During her 2014-2015 stint as CEO, Pao pushed Reddit to adopt its first anti-harassment policy and take down five of its most overtly hateful subreddits. She also took the brunt of the blame for firing a Reddit community liaison popular among moderators. Moderators knocked several popular subreddits offline to protest the firing and trolls launched a harassment campaign targeting Pao. A petition calling for her ouster garnered more than 200,000 signatures. Eventually, Pao stepped down and was replaced by Huffman, the current CEO.

Ellen Pao | Photo via Reuters/Beck Diefenbach

Brief history

2005: University of Virginia roommates Steve Huffman and Alexis Ohanian launch Reddit with $100,000 in seed funding from Y Combinator.

2006: Glossy magazine publisher Conde Nast buys Reddit for $20 million. That year, the top subreddit is “NSFW” (not safe for work, i.e. porn), followed by “Programming” and “Science.”

2009: Huffman and Ohanian leave Reddit to launch their own ventures.

2011: Reddit splits from Conde Nast as the site hits 1 billion page views per month. Also, the company is forced to shutter the “Jailbait” subreddit, dedicated to sharing sexualized images of teens, after massive public outcry.

2014: Reddit raises a $50 million funding round that includes Marc Andreessen, Peter Thiel, and Snoop Dogg. The site is embroiled in scandal after users spread hacked celebrity nudes on a subreddit called “TheFappening.”

2015: CEO Ellen Pao introduces the site’s first anti-harassment policy before resigning amid massive pushback from users and moderators.

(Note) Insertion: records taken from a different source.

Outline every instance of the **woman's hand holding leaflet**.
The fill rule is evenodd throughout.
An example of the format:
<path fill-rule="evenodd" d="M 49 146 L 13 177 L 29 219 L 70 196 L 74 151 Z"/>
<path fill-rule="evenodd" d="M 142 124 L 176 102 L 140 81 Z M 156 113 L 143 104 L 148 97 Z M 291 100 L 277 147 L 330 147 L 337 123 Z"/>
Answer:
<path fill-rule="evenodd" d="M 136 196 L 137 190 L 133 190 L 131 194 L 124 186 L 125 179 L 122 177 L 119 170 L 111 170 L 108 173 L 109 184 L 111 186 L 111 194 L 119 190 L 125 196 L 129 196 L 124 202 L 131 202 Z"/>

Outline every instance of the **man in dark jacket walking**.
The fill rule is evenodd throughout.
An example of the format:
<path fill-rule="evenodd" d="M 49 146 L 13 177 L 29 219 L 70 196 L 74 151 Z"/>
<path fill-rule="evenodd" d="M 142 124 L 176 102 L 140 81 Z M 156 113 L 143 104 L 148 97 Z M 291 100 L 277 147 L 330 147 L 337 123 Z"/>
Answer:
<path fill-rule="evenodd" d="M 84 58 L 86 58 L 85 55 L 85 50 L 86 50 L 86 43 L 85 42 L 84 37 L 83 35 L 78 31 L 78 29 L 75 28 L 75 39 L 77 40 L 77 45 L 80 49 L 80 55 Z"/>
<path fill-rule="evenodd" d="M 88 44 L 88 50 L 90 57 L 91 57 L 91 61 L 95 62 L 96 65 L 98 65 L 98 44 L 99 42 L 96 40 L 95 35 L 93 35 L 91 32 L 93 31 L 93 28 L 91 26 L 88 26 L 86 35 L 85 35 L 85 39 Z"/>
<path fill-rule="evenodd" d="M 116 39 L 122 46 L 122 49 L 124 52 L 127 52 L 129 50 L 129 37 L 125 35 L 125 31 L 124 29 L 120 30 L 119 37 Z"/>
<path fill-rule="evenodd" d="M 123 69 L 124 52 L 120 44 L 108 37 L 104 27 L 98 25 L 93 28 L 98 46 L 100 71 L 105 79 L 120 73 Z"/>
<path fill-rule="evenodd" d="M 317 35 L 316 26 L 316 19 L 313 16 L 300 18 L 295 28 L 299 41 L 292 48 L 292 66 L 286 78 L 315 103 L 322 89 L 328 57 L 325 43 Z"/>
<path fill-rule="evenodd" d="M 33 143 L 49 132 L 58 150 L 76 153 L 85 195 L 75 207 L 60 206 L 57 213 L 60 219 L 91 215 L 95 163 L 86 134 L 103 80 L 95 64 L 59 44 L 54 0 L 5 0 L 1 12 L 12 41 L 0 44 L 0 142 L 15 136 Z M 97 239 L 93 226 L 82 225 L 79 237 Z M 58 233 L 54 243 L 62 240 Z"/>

Co-founders Ohanian and Huffman return as executive chairman and CEO, respectively.

2016: Reddit introduces a block button to curb harassment.

2017: Reddit raises a $200 million funding round at a $1.8 billion valuation.

2019: Reddit raises a $300 million funding round valuing the company at $3 billion.

2020: Amid anti-racist protests, Ohanian resigns from Reddit’s board and asks that his seat go to a Black candidate. Reddit updates its policies to ban “hate based on identity or vulnerability,” and the site takes down 2,000 subreddits. Also, Reddit raises $250 million at a $6 billion valuation.

2021: Reddit hires CFO Drew Vollero in preparation to go public.

GameStonk’s wild ride

In a now-infamous episode, members of the investment-focused WallStreetBets subreddit inflated the share price of video game retailer GameStop in an act of elaborate vengeance against short-sellers, hedge funds, and the financial establishment. The stock has been on a strange, volatile journey ever since.

It’s difficult to prove that the redditors’ market manipulation was illegal. But along with the rise of no-cost retail trading apps like Robinhood, groups like WallStreetBets have helped turn stock trading into a game for uninformed small-time investors—with potentially grave consequences for the economy.

Dive in

Looking for an online community? Here are some subreddits you can try:

👶  r/explainitlikeimfive: Complicated concepts, explained simply.

💡  r/todayilearned: Users share fascinating factoids.

📈  r/dataisbeautiful: Data geeks (and the occasional Quartz reporter) share gorgeous charts, maps, and other visualizations.

🖼️  r/photoshopbattles: One user posts an image. The rest compete to photoshop it in the most creative way possible.

📜  r/100yearsago: History buffs post things that happened exactly 100 years earlier.

🤺  r/theocho: A collection of posts about obscure sports from around the world.